Retry Logic with Exponential Backoff
API calls fail. Build retry logic into your toolkit:
import asyncio
async def call_with_retry(
func,
max_retries: int = 3,
base_delay: float = 1.0,
**kwargs,
) -> str:
for attempt in range(max_retries):
result = await func(**kwargs)
if not result.startswith("Error:") and not result.startswith("API error:"):
return result
if "HTTP 429" in result or "HTTP 5" in result:
delay = base_delay * (2 ** attempt)
await asyncio.sleep(delay)
continue
# Non-retryable error
return result
return result # Return last error after all retries exhausted
Only retry on transient errors (429 rate limits, 5xx server errors). Client errors (400, 401, 404) should not be retried.
Response Mapping
API responses often contain more data than the LLM needs. Map responses to concise formats:
def map_github_issue(raw: dict) -> dict:
return {
"number": raw["number"],
"title": raw["title"],
"state": raw["state"],
"author": raw["user"]["login"],
"labels": [l["name"] for l in raw.get("labels", [])],
"created": raw["created_at"],
"comments": raw["comments"],
}
Smaller, cleaner tool results mean less token usage and better LLM comprehension.
FAQ
Should the LLM know about API authentication details?

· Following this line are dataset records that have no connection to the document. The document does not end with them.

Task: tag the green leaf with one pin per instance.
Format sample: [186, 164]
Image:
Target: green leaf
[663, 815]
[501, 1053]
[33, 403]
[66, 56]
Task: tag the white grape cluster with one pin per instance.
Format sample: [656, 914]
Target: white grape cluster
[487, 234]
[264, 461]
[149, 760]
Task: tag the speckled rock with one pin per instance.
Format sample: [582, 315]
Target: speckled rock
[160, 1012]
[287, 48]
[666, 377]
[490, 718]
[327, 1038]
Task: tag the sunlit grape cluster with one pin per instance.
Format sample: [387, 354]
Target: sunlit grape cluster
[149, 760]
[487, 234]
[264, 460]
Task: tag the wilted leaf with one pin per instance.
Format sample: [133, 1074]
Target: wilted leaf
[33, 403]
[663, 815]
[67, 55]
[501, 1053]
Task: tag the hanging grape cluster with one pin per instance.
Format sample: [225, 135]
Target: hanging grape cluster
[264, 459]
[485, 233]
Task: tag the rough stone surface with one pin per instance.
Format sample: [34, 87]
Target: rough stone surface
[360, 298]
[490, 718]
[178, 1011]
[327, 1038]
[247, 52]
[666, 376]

Never. API keys, tokens, and credentials must be stored server-side and injected by your tool implementation. The LLM should only know the API name and what endpoints are available. Exposing credentials risks leaking them through the LLM's output.

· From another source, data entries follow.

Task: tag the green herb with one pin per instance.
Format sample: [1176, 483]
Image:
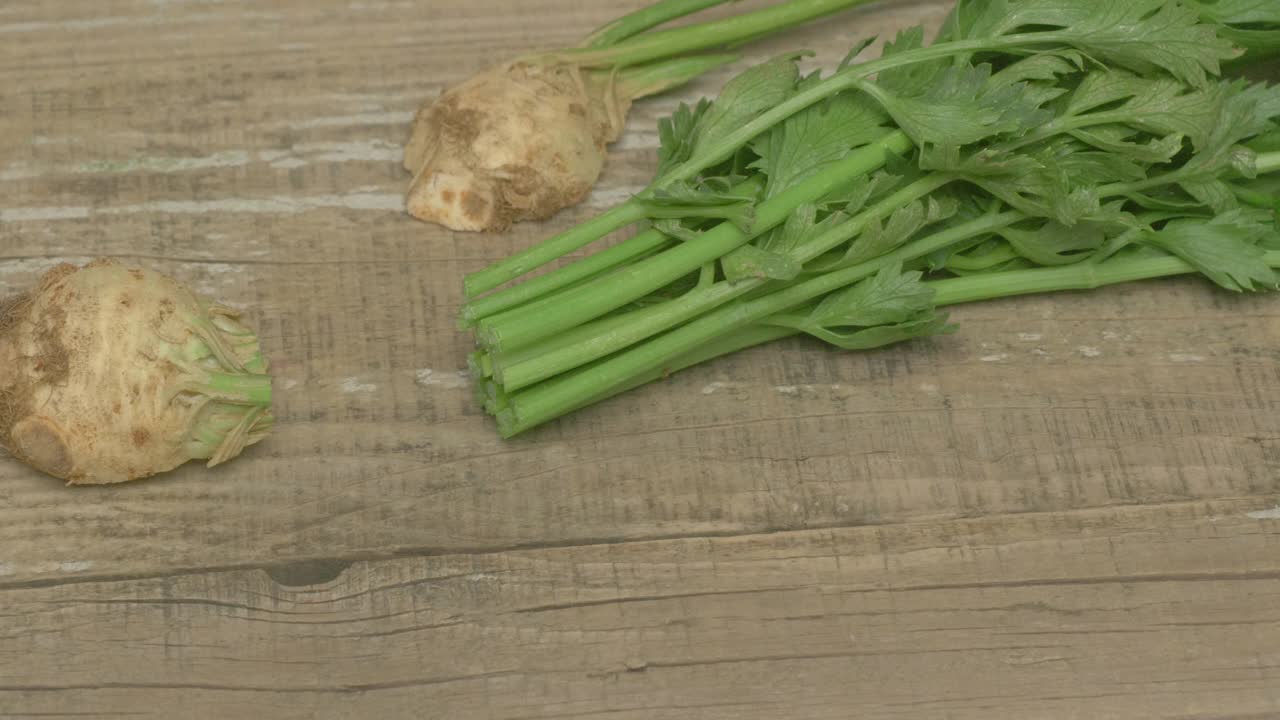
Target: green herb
[1036, 146]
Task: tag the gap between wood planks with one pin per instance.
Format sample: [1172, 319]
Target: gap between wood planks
[311, 570]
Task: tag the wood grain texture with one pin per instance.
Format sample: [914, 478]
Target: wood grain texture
[1063, 490]
[960, 619]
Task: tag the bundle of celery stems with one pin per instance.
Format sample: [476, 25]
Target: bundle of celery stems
[1033, 146]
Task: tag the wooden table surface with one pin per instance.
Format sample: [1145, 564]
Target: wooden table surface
[1066, 510]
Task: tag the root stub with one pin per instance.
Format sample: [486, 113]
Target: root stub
[517, 142]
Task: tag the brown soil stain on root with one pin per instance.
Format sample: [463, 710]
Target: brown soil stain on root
[30, 437]
[12, 408]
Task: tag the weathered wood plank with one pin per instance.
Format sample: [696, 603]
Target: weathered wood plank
[256, 158]
[1160, 611]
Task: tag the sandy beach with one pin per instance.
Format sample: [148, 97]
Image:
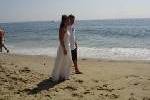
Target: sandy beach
[25, 77]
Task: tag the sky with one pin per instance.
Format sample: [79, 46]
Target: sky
[45, 10]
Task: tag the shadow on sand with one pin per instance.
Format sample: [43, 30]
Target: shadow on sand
[43, 85]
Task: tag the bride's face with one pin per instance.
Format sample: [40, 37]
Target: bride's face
[68, 22]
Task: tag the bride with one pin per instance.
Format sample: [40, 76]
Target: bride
[63, 62]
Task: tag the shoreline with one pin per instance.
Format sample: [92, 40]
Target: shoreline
[79, 58]
[27, 77]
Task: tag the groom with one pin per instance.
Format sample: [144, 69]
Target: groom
[73, 44]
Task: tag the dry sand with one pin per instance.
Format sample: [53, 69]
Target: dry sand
[27, 78]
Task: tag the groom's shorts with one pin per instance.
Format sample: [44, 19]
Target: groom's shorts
[74, 54]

How do I handle paginated API responses?
Return the first page of results along with pagination metadata (next page token, total count). Let the LLM decide whether to fetch more pages by calling the tool again with pagination parameters. Do not automatically fetch all pages — this can result in hundreds of API calls.
When should I use predefined APIs vs a generic HTTP tool?
Use predefined APIs for production systems. They enforce strict access control and keep credentials safe. Use a generic HTTP tool only for development, prototyping, or internal tools where the user is trusted. In any system exposed to end users, always use the predefined approach.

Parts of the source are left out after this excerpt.